The Ministry of Place
We believe that it is our human instinct to make places as a means of making meaning.
What is a place?
A place is an idea – a story – of our own making that orients our sense of self. It provides context in terms of location, trajectory, and purpose.
For example, a house is a physical building designed to be a home for people and others. But, a home is the idea of a place where we belong or call our own.
A house can be a home for a while. But, a person may no longer consider it as such when they move.
For example, an immigrant may visit their, “hometown,” many years after, only to find that it is no longer what they remembered. Their home is where they are currently or even where they want to be in the future.
What is place-making?
Place-making is the act of attributing the creation and/or incarnation of an idea – a story – to a physical location.
For example, we travel to a location that is novel to us – and we come to some kind of realization about life or ourselves.
Or, we go to the same location over and over again for coffee, books, or to meet someone – because we believe that doing so helps us in some way.

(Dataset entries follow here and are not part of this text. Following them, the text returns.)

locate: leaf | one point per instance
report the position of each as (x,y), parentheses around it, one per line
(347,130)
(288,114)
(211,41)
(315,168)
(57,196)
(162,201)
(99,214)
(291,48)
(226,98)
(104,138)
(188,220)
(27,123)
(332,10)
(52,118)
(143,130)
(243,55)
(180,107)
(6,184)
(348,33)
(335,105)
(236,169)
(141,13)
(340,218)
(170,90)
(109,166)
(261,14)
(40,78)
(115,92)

These locations (and our activities within them) were not necessarily designed to produce the result that we experienced. Moreover, countless people have visited that same location and have experienced something completely different.
What this means is that what we experienced was of our own making – we were place-making.
What is sacred?
Sacred is place-making that seeks to redeem existence from its limitations.
For example, we do things at the grave-sites of our loved ones that relate to the meaning of life itself and that of our own.
Such activities have been related to organized religion or tribal culture, throughout human history.
Today, sacred place-making is possible (perhaps even necessary) anywhere and at any time – through digital, diversity, and the dreams of the community.
It can be initiated, managed, and completed by oneself.